The neurobiological reasons behind the poorer response to erenumab observed in the CM patients with a higher burden of psychiatric diseases are not immediate. Erenumab is a large molecule that does not cross the blood brain barrier and therefore it is thought to be devoid of direct activity on the central nervous system (51, 52). It is however known that unmanaged stress and anxiety represents risk factors for the development of a hyperexcitable trigeminal system and favour the development of persistent central sensitization (53, 54). It is therefore stimulating to speculate that, in patients with a higher emotional/psychiatric load, erenumab may indeed counteract peripheral sensitization by blocking the activation of the GCRP receptor, but the consequent indirect inhibitory effect on central sensitization may be attenuated or inhibited by the simultaneous effect of psychiatric comorbidities on the opposite direction.
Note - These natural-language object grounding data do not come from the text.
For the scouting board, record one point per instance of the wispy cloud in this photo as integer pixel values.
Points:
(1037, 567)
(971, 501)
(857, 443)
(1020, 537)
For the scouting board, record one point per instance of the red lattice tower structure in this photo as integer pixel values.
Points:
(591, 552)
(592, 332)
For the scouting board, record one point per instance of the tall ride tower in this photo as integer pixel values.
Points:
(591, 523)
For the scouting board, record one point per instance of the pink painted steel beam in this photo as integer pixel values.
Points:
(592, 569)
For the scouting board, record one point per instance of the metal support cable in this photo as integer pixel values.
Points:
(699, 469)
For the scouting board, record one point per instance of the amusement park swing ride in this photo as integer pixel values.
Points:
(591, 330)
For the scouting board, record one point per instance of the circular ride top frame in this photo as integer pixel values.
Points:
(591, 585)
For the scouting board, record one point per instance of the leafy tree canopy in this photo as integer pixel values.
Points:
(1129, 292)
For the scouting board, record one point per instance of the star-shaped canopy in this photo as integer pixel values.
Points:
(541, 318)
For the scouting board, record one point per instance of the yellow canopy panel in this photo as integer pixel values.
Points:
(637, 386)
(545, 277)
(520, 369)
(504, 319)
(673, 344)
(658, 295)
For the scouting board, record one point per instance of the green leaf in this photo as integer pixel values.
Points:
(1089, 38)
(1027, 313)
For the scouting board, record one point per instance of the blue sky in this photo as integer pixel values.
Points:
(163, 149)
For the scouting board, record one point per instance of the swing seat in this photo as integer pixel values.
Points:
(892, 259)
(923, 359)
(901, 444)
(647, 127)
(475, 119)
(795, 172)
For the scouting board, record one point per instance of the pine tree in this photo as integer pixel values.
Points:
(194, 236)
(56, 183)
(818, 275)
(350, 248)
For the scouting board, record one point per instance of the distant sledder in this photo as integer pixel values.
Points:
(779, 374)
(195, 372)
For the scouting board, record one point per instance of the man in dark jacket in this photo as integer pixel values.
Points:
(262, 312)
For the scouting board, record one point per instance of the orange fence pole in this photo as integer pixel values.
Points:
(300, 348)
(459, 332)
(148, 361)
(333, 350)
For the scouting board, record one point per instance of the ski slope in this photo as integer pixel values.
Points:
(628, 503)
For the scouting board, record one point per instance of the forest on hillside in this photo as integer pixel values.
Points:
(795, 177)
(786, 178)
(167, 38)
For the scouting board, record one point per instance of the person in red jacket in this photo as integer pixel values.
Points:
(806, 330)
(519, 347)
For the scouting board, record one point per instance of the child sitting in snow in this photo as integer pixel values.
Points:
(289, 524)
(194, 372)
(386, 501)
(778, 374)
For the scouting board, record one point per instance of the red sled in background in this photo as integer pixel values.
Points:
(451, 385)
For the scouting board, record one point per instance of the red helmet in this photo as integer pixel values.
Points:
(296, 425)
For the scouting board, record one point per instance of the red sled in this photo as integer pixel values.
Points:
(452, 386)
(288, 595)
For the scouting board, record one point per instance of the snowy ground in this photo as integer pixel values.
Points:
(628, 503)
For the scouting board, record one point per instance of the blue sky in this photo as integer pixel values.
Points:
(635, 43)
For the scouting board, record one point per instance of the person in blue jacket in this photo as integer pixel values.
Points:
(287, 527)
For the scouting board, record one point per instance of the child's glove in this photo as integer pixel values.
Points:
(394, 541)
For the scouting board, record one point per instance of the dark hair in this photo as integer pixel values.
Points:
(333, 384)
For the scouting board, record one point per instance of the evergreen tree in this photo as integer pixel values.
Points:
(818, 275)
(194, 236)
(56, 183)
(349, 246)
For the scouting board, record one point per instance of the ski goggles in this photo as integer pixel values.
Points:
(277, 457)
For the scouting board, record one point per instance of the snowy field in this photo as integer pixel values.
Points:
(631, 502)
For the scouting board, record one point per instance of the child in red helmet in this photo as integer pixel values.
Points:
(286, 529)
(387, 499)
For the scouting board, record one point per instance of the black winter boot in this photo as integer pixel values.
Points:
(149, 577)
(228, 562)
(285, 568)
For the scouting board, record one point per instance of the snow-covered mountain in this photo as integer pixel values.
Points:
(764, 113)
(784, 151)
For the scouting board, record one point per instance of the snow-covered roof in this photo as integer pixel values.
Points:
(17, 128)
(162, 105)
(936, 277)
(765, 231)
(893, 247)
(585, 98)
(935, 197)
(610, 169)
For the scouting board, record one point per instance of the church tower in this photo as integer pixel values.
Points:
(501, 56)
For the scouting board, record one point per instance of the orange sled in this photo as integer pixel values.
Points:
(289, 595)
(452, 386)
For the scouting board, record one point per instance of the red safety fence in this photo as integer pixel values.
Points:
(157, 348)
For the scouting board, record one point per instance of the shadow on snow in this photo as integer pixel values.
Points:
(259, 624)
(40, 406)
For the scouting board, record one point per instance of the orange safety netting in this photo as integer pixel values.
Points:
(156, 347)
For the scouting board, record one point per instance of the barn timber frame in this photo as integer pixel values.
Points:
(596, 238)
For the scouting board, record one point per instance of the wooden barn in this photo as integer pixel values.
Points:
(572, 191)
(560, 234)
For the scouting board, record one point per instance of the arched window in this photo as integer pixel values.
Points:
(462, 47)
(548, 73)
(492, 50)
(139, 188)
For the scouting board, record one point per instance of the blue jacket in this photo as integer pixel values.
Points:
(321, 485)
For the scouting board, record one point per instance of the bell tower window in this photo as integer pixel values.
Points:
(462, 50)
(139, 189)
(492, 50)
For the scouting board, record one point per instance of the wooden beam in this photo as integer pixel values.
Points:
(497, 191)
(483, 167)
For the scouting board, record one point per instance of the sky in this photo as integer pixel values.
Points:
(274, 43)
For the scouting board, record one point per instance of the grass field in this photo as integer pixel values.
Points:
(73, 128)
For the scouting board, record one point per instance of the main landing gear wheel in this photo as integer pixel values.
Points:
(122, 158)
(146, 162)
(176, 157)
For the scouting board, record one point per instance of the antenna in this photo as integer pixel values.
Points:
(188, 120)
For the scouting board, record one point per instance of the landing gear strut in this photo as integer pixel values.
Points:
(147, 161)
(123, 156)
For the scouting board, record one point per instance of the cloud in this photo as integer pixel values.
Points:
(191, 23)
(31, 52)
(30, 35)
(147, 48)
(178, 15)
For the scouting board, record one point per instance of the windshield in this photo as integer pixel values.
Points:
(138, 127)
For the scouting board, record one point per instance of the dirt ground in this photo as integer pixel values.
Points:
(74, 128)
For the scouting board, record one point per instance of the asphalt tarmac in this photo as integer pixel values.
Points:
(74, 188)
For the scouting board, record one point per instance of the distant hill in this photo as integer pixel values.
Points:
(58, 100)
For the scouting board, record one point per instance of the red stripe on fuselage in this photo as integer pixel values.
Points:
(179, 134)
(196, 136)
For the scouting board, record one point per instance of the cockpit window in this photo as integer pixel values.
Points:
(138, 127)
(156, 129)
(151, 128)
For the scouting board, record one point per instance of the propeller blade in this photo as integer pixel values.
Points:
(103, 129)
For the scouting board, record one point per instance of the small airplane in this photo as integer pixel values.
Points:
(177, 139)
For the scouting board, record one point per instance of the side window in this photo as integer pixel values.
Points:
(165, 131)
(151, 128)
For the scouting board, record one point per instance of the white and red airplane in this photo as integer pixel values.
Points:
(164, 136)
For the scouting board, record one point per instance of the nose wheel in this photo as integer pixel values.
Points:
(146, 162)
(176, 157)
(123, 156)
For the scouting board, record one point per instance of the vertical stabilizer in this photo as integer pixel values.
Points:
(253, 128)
Future studies should better explore this hypothesis, for instance including specific measures aimed to determine the extent to which patients have symptoms that may be related to central sensitisation or central sensitivity syndromes, such as the Central Sensitivity Inventory (55).
Some limitations in our study suggest caution in the interpretation of results and call for further ad hoc studies. We did not collect any follow-up about patients’ psychological state after erenumab treatment, which would have possibly contributed interesting additional information about the potential of erenumab to modify personality characteristics. We assessed childhood trauma and current stressors using retrospective self-report questionnaires, which may be affected by recall bias. Finally, though properly calculated form a statistical point of view, the sample size was relatively small, which could have limited the interpretation of our findings. Hence, future multicentric studies on larger CM populations are needed.